Bhagavata-purana, the most-celebrated text of a variety of Hindu sacred literature in Sanskrit that is known as the Purana and the specific text that is held sacred by the Bhagavata sect.
Scholars are in general agreement that the Bhagavata-purana was probably composed about the 10th century, somewhere in the Tamil country of South India; its expression of bhakti (religious devotion) is akin in its emotional fervour to that of the South Indian devotional poets, the Alvars. The Purana is made up of some 18,000 stanzas divided into 12 books, but it is Book X, which deals with Krishna’s childhood and his years spent among the cowherds of Vrindavana, that accounts for its immense popularity with Vaishnavas throughout India.
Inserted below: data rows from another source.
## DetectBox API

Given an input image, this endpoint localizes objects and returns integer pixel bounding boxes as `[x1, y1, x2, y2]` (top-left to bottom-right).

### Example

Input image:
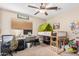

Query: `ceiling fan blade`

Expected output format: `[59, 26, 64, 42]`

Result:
[45, 12, 48, 16]
[28, 5, 39, 9]
[46, 7, 58, 10]
[34, 11, 40, 15]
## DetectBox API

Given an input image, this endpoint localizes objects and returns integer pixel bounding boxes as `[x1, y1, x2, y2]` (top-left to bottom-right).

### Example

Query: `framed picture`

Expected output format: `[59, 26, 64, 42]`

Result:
[17, 13, 29, 20]
[53, 23, 60, 29]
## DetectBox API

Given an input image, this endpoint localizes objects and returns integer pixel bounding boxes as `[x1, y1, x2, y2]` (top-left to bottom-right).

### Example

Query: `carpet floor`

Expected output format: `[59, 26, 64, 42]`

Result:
[13, 45, 76, 56]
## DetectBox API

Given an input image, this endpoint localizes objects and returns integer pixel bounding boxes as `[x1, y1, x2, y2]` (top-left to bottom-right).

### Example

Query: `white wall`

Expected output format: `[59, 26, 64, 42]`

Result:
[1, 10, 45, 35]
[47, 8, 79, 36]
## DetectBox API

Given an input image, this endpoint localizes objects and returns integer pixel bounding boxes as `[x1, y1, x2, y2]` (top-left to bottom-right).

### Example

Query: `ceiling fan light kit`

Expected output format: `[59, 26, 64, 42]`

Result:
[28, 3, 60, 16]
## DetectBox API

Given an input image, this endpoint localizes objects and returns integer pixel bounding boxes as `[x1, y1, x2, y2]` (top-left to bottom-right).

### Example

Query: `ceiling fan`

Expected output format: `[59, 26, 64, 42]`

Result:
[28, 3, 60, 16]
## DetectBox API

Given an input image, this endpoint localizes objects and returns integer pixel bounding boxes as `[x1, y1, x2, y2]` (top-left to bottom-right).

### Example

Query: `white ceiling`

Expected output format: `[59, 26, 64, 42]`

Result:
[0, 3, 79, 19]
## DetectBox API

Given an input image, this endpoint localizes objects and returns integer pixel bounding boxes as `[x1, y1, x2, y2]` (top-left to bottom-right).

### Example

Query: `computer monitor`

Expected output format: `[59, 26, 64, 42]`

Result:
[2, 35, 14, 43]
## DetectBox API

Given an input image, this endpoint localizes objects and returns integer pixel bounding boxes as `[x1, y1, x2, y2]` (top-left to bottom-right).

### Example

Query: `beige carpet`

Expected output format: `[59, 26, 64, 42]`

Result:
[14, 45, 78, 56]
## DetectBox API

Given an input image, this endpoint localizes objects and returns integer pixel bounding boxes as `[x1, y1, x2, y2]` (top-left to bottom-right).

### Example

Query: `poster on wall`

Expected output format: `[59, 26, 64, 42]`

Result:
[53, 23, 60, 29]
[17, 13, 29, 20]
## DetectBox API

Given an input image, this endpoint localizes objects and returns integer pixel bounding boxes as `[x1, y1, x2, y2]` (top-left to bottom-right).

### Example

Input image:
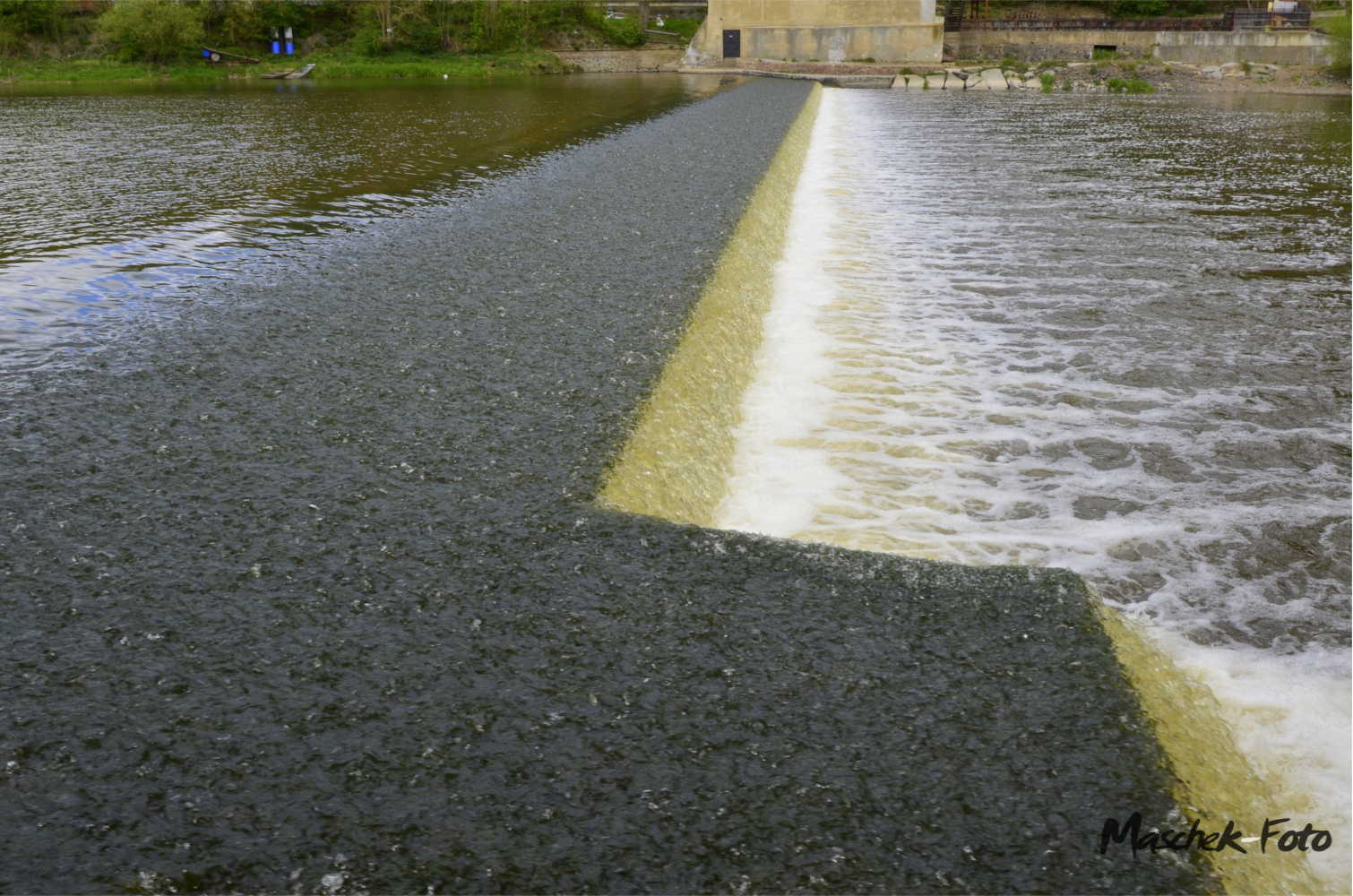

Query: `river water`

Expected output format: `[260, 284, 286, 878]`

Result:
[0, 76, 719, 371]
[0, 76, 1349, 896]
[720, 90, 1353, 892]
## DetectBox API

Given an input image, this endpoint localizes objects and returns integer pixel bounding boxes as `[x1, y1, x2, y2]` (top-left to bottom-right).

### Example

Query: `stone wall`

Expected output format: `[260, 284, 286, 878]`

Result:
[1156, 31, 1334, 65]
[555, 48, 685, 72]
[693, 0, 944, 62]
[944, 31, 1331, 65]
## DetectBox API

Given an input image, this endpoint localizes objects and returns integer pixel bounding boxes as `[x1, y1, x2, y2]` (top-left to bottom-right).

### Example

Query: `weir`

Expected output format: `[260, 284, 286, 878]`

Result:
[598, 85, 1321, 896]
[0, 80, 1336, 896]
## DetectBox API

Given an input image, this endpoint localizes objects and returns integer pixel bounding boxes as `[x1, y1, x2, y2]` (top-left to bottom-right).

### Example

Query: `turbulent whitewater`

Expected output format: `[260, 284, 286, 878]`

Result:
[717, 90, 1350, 881]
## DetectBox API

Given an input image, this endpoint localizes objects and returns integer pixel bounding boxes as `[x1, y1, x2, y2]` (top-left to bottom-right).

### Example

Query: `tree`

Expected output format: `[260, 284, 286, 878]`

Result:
[99, 0, 203, 62]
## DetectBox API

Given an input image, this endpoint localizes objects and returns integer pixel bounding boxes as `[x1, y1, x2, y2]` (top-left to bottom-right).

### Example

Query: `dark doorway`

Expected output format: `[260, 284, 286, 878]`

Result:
[724, 29, 743, 59]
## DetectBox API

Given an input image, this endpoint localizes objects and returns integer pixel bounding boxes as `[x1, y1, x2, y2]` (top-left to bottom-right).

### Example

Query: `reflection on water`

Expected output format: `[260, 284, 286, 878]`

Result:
[0, 74, 719, 371]
[721, 90, 1353, 892]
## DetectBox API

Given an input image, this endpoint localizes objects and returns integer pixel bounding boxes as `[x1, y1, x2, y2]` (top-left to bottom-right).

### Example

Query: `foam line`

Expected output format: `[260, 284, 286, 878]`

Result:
[597, 85, 823, 525]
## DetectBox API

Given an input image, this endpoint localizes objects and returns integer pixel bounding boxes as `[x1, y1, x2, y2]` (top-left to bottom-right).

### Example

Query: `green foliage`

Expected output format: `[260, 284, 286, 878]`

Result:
[99, 0, 203, 62]
[1114, 0, 1170, 19]
[1107, 77, 1156, 93]
[661, 19, 701, 40]
[0, 0, 65, 37]
[597, 19, 644, 46]
[1321, 15, 1353, 79]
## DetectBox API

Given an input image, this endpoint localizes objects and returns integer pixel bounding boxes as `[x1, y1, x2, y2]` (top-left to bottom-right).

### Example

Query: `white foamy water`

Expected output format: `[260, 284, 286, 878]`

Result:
[719, 90, 1353, 892]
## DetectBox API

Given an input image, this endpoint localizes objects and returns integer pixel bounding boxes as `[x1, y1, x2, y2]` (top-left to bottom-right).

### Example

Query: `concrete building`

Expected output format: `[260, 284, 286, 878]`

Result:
[692, 0, 944, 62]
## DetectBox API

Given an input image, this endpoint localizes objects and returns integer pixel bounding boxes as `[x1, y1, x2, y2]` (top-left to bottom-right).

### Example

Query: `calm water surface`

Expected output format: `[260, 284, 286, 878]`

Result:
[0, 74, 719, 371]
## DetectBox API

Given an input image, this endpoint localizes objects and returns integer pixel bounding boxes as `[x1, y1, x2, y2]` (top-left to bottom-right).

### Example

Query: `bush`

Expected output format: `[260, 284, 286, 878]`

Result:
[99, 0, 203, 62]
[1322, 15, 1353, 79]
[1114, 0, 1170, 19]
[597, 19, 644, 46]
[0, 0, 65, 35]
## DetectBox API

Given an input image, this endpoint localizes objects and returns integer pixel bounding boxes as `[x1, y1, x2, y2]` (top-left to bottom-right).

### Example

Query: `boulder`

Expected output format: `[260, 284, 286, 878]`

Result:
[982, 69, 1009, 90]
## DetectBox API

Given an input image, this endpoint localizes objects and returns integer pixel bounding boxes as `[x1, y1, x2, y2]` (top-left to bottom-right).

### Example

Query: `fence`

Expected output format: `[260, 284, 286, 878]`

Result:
[944, 0, 1311, 31]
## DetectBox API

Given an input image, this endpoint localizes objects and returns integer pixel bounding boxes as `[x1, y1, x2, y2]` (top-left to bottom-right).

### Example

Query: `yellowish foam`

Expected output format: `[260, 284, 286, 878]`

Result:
[1099, 604, 1326, 896]
[597, 84, 823, 525]
[597, 85, 1326, 896]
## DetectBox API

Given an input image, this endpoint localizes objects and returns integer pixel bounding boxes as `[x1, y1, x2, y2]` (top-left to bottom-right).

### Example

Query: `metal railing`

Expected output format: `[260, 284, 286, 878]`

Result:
[944, 0, 1311, 31]
[1226, 3, 1311, 31]
[944, 16, 1231, 31]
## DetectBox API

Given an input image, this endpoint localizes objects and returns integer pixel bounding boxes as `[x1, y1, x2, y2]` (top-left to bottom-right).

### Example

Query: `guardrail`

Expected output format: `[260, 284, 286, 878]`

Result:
[944, 0, 1311, 31]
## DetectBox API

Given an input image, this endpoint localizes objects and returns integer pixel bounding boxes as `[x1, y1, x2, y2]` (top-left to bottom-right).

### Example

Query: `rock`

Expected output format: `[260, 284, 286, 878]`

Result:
[982, 69, 1009, 90]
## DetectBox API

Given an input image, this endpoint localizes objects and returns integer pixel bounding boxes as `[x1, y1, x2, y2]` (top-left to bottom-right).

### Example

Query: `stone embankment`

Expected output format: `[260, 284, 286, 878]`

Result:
[554, 47, 686, 72]
[703, 59, 1349, 95]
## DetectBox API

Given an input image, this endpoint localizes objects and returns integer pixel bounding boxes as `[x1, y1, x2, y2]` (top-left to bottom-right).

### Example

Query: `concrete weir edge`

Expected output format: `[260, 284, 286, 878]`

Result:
[595, 81, 1321, 896]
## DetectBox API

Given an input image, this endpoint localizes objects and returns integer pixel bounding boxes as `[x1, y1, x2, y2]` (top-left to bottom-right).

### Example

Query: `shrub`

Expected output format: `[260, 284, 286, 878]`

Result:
[0, 0, 65, 34]
[1322, 15, 1353, 79]
[598, 19, 644, 46]
[99, 0, 202, 62]
[1108, 77, 1156, 93]
[1114, 0, 1170, 18]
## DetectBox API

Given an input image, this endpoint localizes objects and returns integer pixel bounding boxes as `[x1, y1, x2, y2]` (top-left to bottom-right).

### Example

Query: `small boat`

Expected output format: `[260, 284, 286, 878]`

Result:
[258, 62, 315, 82]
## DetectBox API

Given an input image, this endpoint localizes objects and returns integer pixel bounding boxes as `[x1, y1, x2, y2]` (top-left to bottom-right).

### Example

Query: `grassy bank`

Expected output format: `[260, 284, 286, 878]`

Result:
[0, 50, 565, 85]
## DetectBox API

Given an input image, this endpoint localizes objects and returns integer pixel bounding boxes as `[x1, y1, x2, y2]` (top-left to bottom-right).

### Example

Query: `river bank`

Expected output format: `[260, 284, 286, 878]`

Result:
[0, 50, 573, 87]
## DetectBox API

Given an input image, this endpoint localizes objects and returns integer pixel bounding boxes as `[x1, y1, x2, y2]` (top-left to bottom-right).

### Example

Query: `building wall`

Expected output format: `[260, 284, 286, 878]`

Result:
[1156, 31, 1334, 65]
[945, 31, 1330, 65]
[697, 0, 944, 62]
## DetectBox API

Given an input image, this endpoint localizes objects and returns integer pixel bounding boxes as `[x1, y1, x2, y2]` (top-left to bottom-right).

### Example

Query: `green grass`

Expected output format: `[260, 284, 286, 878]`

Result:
[648, 19, 701, 40]
[0, 50, 563, 85]
[1107, 77, 1156, 93]
[1316, 15, 1353, 80]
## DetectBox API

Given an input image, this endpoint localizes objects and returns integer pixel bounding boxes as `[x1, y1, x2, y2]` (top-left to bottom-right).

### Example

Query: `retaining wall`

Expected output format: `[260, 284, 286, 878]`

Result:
[944, 31, 1332, 65]
[555, 48, 685, 72]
The attempts on Krishna’s life made by his wicked uncle Kamsa, the childhood pranks he played on his foster mother Yashoda, his love for the gopis (the wives and daughters of the cowherds), and their passionate abandonment to him are treated with endearing charm and grace, even while transfused with deep religious significance.
The Bhagavata-purana, in translation and in inspiration, has resulted in an enormous body of related vernacular literature. Its scenes have been carved in stone on temple walls and have been illustrated in beautiful miniatures by Rajasthani and Pahari painters of the 17th and 18th centuries.